UPDATE: I went back and found an obituary for Marion Cramer Wolf. She died on July 26, 2017, at the age of 104. Death notice, New York Times, August 4, 2017. The notice described Marion as “Former Guggenheim museum reading room librarian. Lover of the arts, books and everything beautiful.” It can be found here.
Herbert Cramer

From Arnold S Oppenheimer, The Story of My Life (2007)
The youngest child of Hedwig Goldschmidt and Hirsch Cramer, Herbert, volunteered for the German army in World War I and served at the front. After the war he opened a small art gallery in Frankfurt. He married Elsa Seligmann on August 6, 1920, in Frankfurt. Elsa was the daughter of Leopold Seligmann and Anna Bockmann and was born on July 11, 1894, in Frankfurt.

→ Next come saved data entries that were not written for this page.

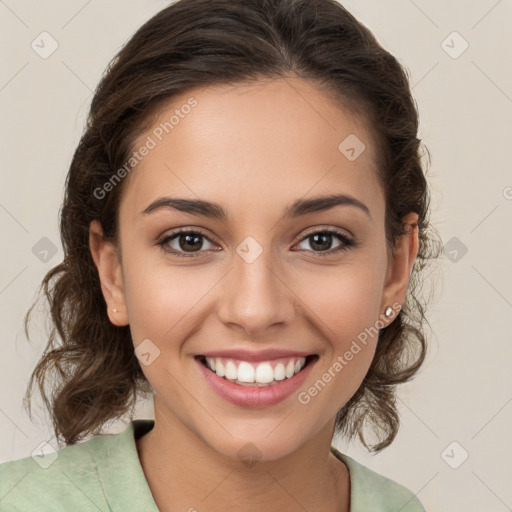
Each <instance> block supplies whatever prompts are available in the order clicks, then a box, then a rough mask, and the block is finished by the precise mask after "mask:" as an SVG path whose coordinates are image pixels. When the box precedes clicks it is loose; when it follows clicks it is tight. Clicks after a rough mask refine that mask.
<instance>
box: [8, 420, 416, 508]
mask: <svg viewBox="0 0 512 512" xmlns="http://www.w3.org/2000/svg"><path fill="white" fill-rule="evenodd" d="M153 425H154V420H147V419H145V420H133V421H132V422H131V423H130V424H129V425H128V427H127V428H126V429H125V430H124V431H123V432H121V433H119V434H104V435H97V436H94V437H91V438H90V439H88V440H87V441H85V442H81V443H79V444H74V445H69V446H66V447H64V448H62V449H60V450H59V451H57V452H54V453H46V454H43V455H39V456H38V455H34V457H26V458H23V459H19V460H14V461H10V462H5V463H4V464H0V512H32V511H37V512H45V511H51V512H59V511H62V512H98V511H105V512H112V511H114V512H127V511H132V510H133V511H136V512H158V508H157V506H156V504H155V501H154V500H153V496H152V494H151V490H150V488H149V485H148V483H147V480H146V478H145V476H144V472H143V470H142V466H141V464H140V460H139V456H138V453H137V446H136V444H135V440H136V439H138V438H139V437H140V436H142V435H143V434H144V433H146V432H148V431H149V430H151V429H152V428H153ZM331 450H332V452H333V453H334V455H335V456H336V457H338V458H339V459H340V460H342V461H343V462H344V463H345V464H346V465H347V467H348V469H349V472H350V492H351V498H350V503H351V505H350V512H398V511H400V512H425V509H424V508H423V506H422V505H421V503H420V502H419V501H418V499H417V498H416V497H415V496H414V494H413V493H412V492H411V491H409V490H407V489H406V488H405V487H403V486H402V485H400V484H398V483H396V482H394V481H393V480H390V479H388V478H386V477H384V476H382V475H379V474H378V473H375V472H374V471H372V470H370V469H369V468H367V467H365V466H363V465H362V464H359V463H358V462H356V461H355V460H354V459H352V458H350V457H348V456H347V455H344V454H342V453H340V452H339V451H338V450H337V449H336V448H335V447H334V446H332V447H331ZM43 451H44V450H43ZM191 507H195V508H196V509H197V510H198V511H200V510H201V506H200V504H199V503H197V504H194V503H191Z"/></svg>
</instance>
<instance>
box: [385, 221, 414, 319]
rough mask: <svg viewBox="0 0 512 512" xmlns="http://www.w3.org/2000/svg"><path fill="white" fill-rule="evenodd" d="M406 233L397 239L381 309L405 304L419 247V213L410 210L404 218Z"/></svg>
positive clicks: (387, 278)
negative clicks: (418, 233)
mask: <svg viewBox="0 0 512 512" xmlns="http://www.w3.org/2000/svg"><path fill="white" fill-rule="evenodd" d="M403 222H404V224H405V230H406V234H404V235H402V236H401V237H400V238H399V239H397V241H396V243H395V247H394V251H393V254H392V255H391V257H390V261H389V264H388V268H387V273H386V282H385V285H384V290H383V295H382V302H381V310H384V309H386V308H387V307H388V306H389V305H391V304H395V303H397V304H400V305H401V304H403V303H404V301H405V296H406V293H407V288H408V286H409V280H410V277H411V273H412V268H413V265H414V261H415V259H416V256H417V255H418V249H419V238H418V215H417V214H416V213H414V212H410V213H409V214H408V215H406V216H405V217H404V219H403ZM391 321H392V320H391Z"/></svg>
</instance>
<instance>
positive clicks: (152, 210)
mask: <svg viewBox="0 0 512 512" xmlns="http://www.w3.org/2000/svg"><path fill="white" fill-rule="evenodd" d="M335 206H353V207H356V208H358V209H359V210H361V211H363V212H364V213H365V214H366V215H368V216H369V217H370V219H371V218H372V215H371V213H370V209H369V208H368V206H366V205H365V204H364V203H363V202H361V201H360V200H359V199H357V198H355V197H354V196H351V195H348V194H333V195H327V196H318V197H313V198H311V199H297V200H296V201H294V202H293V203H292V204H291V205H289V206H287V207H286V208H285V210H284V213H283V217H282V218H283V219H294V218H297V217H300V216H301V215H307V214H311V213H317V212H321V211H325V210H330V209H331V208H334V207H335ZM162 208H173V209H175V210H179V211H180V212H185V213H190V214H192V215H202V216H204V217H211V218H213V219H219V220H222V221H226V220H227V217H228V215H227V213H226V211H225V210H224V208H222V206H221V205H220V204H218V203H212V202H210V201H204V200H202V199H185V198H176V197H168V196H166V197H160V198H158V199H156V200H155V201H153V202H152V203H151V204H150V205H149V206H148V207H147V208H146V209H145V210H143V211H142V212H141V214H144V215H148V214H149V213H151V212H154V211H156V210H160V209H162Z"/></svg>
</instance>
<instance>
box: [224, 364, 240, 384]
mask: <svg viewBox="0 0 512 512" xmlns="http://www.w3.org/2000/svg"><path fill="white" fill-rule="evenodd" d="M225 373H226V375H225V377H226V379H230V380H236V378H237V377H238V370H237V369H236V364H235V363H233V361H228V362H227V363H226V368H225Z"/></svg>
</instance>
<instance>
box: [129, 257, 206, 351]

Herbert Cramer marriage record, Hessisches Hauptstaatsarchiv; Wiesbaden, Deutschland; Bestand: 903, Ancestry.com. Hesse, Germany, Marriages, 1849-1930
Herbert and Elsa had one child, a daughter Ruth born in Frankfurt, on August 14, 1921.
In the 1930s Herbert organized the first exhibit of Chagall paintings in Frankfurt. Then in 1933 he and his family left Germany for Italy. From there they immigrated to Palestine on March 2, 1939, and became naturalized citizens of Palestine on April 16, 1941. He listed his occupation as manager of the Society of the Friends of the Jewish National Museum on his application for Palestinian citizenship.

Sadly, Herbert died just six years later on April 24, 1947, in Jerusalem, according to a profile on My Heritage. His nephew Arnold Oppenheimer wrote that Herbert was killed when a convoy he was traveling with was ambushed by Arabs. His widow Else and daughter Ruth and Ruth’s husband Charles Taubes moved to Australia where Else died in 1983 and Ruth in 2011. They were survived by Ruth’s daughter.
UPDATE: Thank you to Yehuda from TTT for locating Herbert’s gravestone on Gravez and Ruth Cramer’s marriage record.

Thus, Hedwig Goldschmidt Cramer’s children and descendants ended up spread all over the world—to Israel, England, the United States, and Australia. Now if I only could find more records for them.
UPDATE: Once again, thanks to those who helped. I am still looking for the birth records for Max Cramer’s children born in the 1920s in Frankfurter, marriage records for Ilse Cramer, Max’s daughter, a marriage and death record for Robert Cramer, who may have died in Israel or in England. I will keep looking.